Symptoms of High Cholesterol: Types, Causes, Treatments and Risk Factors

High cholesterol usually does not cause any symptoms.

In most cases, it only causes emergency events. For example, a heart attack or stroke may result from the damage caused by high cholesterol. Hence the importance of prevention with a healthy lifestyle.

Cholesterol is a type of fat (lipids) in the blood, much like fat, a substance the body needs to function normally. Cholesterol is naturally present in cell walls or membranes throughout the body, including the brain, nerves, muscles, skin, liver, intestines, and heart.

The body uses cholesterol to produce many hormones, vitamin D, and bile acids that help digest fat. It is necessary for only a tiny amount of this cholesterol in the blood so that the body can meet these needs.

Suppose a person has excess cholesterol in the bloodstream. In that case, the excess may be deposited in the arteries, including the heart’s coronary arteries, the carotid arteries to the brain, and the arteries that supply blood to the legs.

Cholesterol deposits are a component of the plaques that cause narrowing and blockage of the arteries, causing a decrease in the blood supply.

The arteries become the starting point for some heart problems and blood flow. As we have already seen, the accumulation of cholesterol can narrow the arteries and make it harder for blood to flow through them.


There are different types of cholesterol.

LDL: Also known as bad cholesterol, this type of cholesterol at high levels increases the risk of developing heart disease.

There is a strong and graded correlation between LDL and the risk of cardiovascular diseases, both in men and women, although some researchers have debated this.

According to the European Society of Cardiology, the results of epidemiological and clinical trials confirm that reducing LDL should be a primary concern in preventing cardiovascular diseases.

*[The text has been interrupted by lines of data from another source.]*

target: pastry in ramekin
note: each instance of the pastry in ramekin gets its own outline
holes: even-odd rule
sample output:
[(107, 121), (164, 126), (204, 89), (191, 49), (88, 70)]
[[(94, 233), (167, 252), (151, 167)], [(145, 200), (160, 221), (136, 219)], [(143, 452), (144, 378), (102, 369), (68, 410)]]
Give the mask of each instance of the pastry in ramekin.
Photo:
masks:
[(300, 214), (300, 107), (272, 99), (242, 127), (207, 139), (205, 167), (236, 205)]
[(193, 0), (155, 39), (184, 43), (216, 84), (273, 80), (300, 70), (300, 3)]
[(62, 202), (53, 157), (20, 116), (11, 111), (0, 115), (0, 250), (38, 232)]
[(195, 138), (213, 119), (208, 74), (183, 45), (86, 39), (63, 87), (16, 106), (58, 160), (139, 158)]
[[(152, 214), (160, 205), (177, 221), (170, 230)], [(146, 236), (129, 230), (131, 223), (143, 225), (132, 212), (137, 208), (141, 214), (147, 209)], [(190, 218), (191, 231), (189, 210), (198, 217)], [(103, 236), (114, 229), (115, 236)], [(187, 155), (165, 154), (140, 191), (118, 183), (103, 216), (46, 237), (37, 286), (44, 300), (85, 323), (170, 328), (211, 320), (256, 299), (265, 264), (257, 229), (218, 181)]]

HDL cholesterol is the “good” cholesterol. This type of cholesterol absorbs terrible cholesterol. High HDL levels reduce the risk of heart disease – but low levels increase the risk of heart-related diseases and stroke.

It absorbs cholesterol and returns it to the liver, overturned from the body. HDL is known as “good” cholesterol because having high levels can reduce the risk of heart disease and stroke.

The risk factors

  • The food you eat.
  • Overweight.
  • The lack of physical activity.
  • Age.
  • The family history

Treatments for High Cholesterol

Changes in lifestyle

Changes in diet are always significant, even if you take medications to lower your risk. The doctor may suggest that you make one or more of the following changes:

  • Eat healthy foods
  • Lose weight if necessary, and stay at a healthy weight.
  • Be active on most days, if not all, some days of the week (at least three days a week).
  • Perform a routine of exercises recommended by an athlete or personal trainer.
  • No Smoking.


Some people decide to make lifestyle changes and start taking statins immediately because their chances are high, reducing the risk of having coronary heart disease.

For other people, who are unclear, it is advisable to consult your doctor in case there is any additional risk, such as myocardial infarction or stroke.

Statins block a substance produced by the liver used to make cholesterol. This causes the liver to remove cholesterol from the blood.

Statins can also help the body reabsorb cholesterol from deposits in the walls of arteries, which can reverse coronary artery disease. Options include lovastatin, fluvastatin, pravastatin, pitavastatin, simvastatin, and rosuvastatin.

The liver uses cholesterol to produce bile acids, a substance necessary for digestion. Cholestyramine indirectly reduces cholesterol by binding bile acids. This leads to the liver using excess cholesterol to make more bile acids.

Injectable medications A new class of drugs can help the liver absorb more LDL cholesterol – which decreases the amount of cholesterol circulating in the blood. Alirocumab (Praluent) and evolocumab (Repatha) can be used for people with a genetic condition that causes very high LDL levels or in people with a history of coronary heart disease with an intolerance to statins or other cholesterol medications.

Remember that if you suffer from high levels of cholesterol in the blood, the doctor is the one who will guide you in the best treatment option according to a previous diagnosis; never self-medicate.